Brazil: The New Venezuela?
Is Brazil Joining the Axis of Evil? I’d be skeptical if anyone less than Bertil Lintner had written this, but Lintner has a well established history of finding out some rather amazing things that no one else can:
Recent indications are that Pyongyang has sought willing trade partners outside of Asia and its new closest commercial ally appears to be Brazil. Relations between the two countries have warmed considerably since leftist Luiz Inacio Lula da Silva became president in January 2003.
The official Chinese news agency Xinhua reported in October 2004 that North Korea planned to open an embassy in Brasilia, its fourth in the Latin and South American region after Havana, Cuba, Lima, Peru and Mexico City.

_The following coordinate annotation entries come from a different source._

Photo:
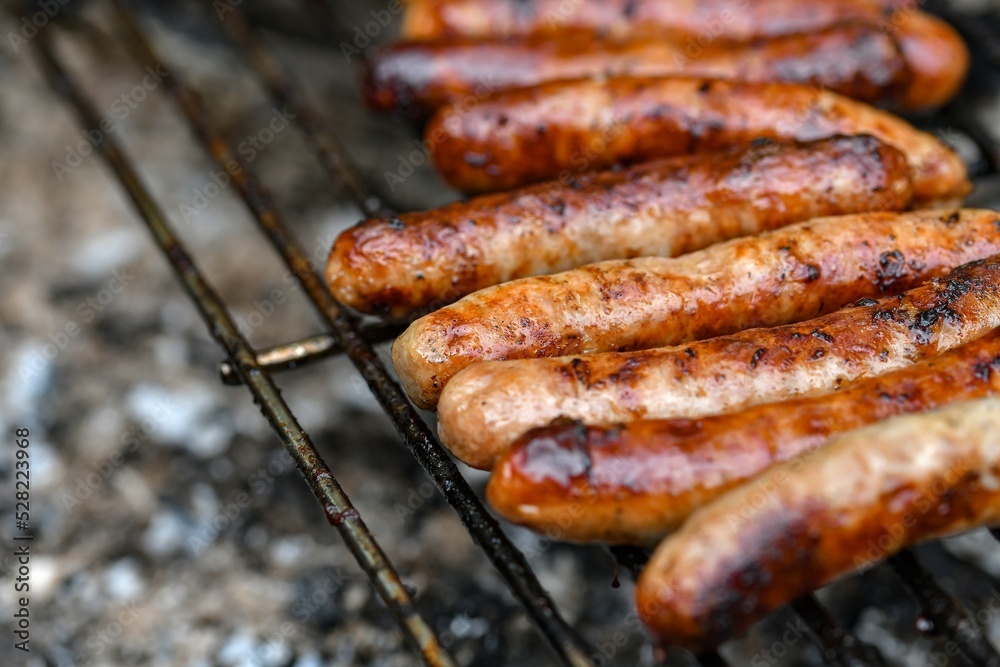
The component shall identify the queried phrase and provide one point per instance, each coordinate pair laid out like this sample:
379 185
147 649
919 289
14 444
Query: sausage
855 59
633 483
808 521
935 55
565 128
789 275
487 406
397 267
739 19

On May 23, 2006, the official Korean Central News Agency (KCNA) and the Brazilian media reported that the two countries had signed a trade agreement.
More recently, the KCNA reported last December that a “protocol on the amendment to the trade agreement” had been signed in the capital Pyongyang. “Present at the signing ceremony from the DPRK [Democratic People’s Republic of Korea, or North Korea] side were Ri Ryong Nam, minister of foreign trade, and officials concerned and from the Brazilian side Arnaldo Carrilho, Brazilian ambassador to the DPRK, and embassy officials,” according to the news report.
China’s role in facilitating trade between Brazil and North Korea remains a matter of conjecture, but it is significant that the state mouthpiece Xinhua has eagerly reported on the warming of relations between the two countries. China remains Pyongyang’s most important base for all kinds of foreign trade – legitimate as well as more convoluted business transactions through front companies in Beijing and elsewhere. [Bertil Lintner, Asia Times]
Why Brazil? According to Lintner, it has its own nuclear ambitions, and so far, it’s not on any international sanctions lists. Worse, it’s also partnering up with Iran. Brazil also shares a part of the notorious tri-border area, which has become notorious for money laundering and terrorist financing. I can’t imagine that Lula’s rise to power has improved Brazil’s cooperation in this area, either.